January 2, 1965: Finally, the AFL Champions are World Champions. The Buffalo Bills defeat the Cleveland Browns, 28-10 at the Rose Bowl in Pasadena.

January 9, 1966: "We have restored order to the football universe," says Packer coach Vince Lombardi. Packers 34, Bills 10.

June 8, 1966: The full merger between the two leagues is finally approved. The 1966 season will feature exhibition games between AFL and NFL teams, a common draft will occur for the first time in 1967, and full regular-season games will be played starting in 1970.

It is not until 1969 that the World Championship Game begins to be called the "Super Bowl." Joe Namath says, "We're going to win, I guarantee it," and he backs it up, quarterbacking the New York Jets to a 16-14 win over the Baltimore Colts at the Orange Bowl in Super Bowl IX. An injured Johnny Unitas had come off the bench to relieve the man who had filled in for him all season, Earl Morrall, and Gale Sayers scored a touchdown with 3 minutes remaining. But the Jets recovered the ensuing onside kick, and held on to win. It was one of the greatest games of all time.

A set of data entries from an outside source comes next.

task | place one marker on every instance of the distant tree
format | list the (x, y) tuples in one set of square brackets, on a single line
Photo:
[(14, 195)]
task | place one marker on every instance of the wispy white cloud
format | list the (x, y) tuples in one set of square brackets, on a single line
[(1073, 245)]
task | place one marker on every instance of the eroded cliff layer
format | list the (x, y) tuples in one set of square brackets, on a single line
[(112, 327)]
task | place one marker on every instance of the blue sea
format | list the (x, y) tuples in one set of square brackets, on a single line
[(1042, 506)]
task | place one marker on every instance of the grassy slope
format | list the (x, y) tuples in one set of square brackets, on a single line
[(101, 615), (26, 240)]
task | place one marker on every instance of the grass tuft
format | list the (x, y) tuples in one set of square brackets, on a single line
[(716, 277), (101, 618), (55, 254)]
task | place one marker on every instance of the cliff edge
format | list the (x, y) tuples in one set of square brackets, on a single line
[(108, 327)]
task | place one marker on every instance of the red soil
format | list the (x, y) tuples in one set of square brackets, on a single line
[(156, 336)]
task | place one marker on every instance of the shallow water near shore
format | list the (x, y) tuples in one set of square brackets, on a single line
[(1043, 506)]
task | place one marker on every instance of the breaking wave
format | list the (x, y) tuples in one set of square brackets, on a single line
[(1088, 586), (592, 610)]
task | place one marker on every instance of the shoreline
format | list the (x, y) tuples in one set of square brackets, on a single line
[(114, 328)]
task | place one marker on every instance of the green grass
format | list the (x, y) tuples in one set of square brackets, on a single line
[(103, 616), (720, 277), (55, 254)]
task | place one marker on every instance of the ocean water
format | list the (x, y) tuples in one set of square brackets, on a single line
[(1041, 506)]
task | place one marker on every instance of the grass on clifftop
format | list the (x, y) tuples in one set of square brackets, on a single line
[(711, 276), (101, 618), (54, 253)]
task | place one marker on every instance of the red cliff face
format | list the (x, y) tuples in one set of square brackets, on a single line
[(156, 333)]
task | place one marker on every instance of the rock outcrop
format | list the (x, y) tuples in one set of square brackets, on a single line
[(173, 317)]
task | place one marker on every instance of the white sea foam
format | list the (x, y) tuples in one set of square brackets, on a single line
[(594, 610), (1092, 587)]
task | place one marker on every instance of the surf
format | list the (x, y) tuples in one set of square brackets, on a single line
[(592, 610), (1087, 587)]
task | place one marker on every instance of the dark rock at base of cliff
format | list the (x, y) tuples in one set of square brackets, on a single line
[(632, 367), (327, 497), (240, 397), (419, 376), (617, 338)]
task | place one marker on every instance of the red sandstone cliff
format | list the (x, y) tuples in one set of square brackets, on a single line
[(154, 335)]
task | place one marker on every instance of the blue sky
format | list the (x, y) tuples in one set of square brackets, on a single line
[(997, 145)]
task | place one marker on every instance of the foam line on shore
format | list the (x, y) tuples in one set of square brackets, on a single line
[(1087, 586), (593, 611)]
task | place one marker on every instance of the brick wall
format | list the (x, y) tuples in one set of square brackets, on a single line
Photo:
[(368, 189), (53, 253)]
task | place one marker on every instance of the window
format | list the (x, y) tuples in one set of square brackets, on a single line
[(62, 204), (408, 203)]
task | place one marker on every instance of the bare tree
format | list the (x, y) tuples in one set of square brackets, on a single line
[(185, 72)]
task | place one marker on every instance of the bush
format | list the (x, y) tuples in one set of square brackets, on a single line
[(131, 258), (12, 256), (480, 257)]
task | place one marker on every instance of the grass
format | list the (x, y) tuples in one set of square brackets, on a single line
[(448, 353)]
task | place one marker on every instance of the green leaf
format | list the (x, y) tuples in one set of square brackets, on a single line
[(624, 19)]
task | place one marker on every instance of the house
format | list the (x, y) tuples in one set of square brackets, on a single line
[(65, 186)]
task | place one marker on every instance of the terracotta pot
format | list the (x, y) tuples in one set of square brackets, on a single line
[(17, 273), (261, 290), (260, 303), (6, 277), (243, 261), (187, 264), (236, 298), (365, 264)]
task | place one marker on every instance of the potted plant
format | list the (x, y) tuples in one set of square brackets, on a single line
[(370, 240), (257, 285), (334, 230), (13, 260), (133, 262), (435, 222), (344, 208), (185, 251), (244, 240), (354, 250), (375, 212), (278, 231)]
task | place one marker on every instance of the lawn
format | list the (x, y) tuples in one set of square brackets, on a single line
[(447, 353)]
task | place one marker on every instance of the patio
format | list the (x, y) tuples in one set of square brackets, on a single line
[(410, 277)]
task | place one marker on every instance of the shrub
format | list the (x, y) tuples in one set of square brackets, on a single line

(Sayers was drafted by the Colts, because the Bears didn't need him. They already had Willie Galimore, alive and well.)

In 1979, Willie Galimore, who became the 2nd man (after Jim Brown) to rush for 10,000 yards in a career, is elected to the Pro Football Hall of Fame. Gale Sayers, the 3rd man to reach the milestone, is elected in 1982.

Super Bowls won:

Philadelphia Eagles: I (retroactively named, of course).
Green Bay Packers: II, III, VI, VII, VIII, XXXVII.
Chicago Bears: IV, XXVI.
Buffalo Bills: V.
New York Jets: IX.
Kansas City Chiefs: X.
Colts: XI (Baltimore), XLVII (Indianapolis).
Miami Dolphins: XIII, XIV.
Pittsburgh Steelers: XV, XVI, XIX, XX, XLVI, XLIX.
Raiders: XVII, XXI (Oakland), XXIV (Raiders).
San Francisco 49ers: XXII, XXV, XXIX, XXX, XXXV.
Washington Redskins: XXIII, XXVII, XXXII.
New York Giants: XXVII, XXXI, XLVIII.
Denver Broncos: XXXVIII, XXXIX.
St. Louis Rams: XL.
Baltimore Ravens: XLI.
New England Patriots: XLII, XLIV, XLV.
Tampa Bay Buccaneers: XLIII.
New Orleans Saints: L.

(I'll do these for the ABA & NBA, and WHA & NHL sometime.)

1 comment:

  1. 1. If Sayers wasn't a Bear, he would have been a Chief. They drafted him, but he spurned them to sign with Chicago.

    2. I think that the Chargers win over Chicago in 1963.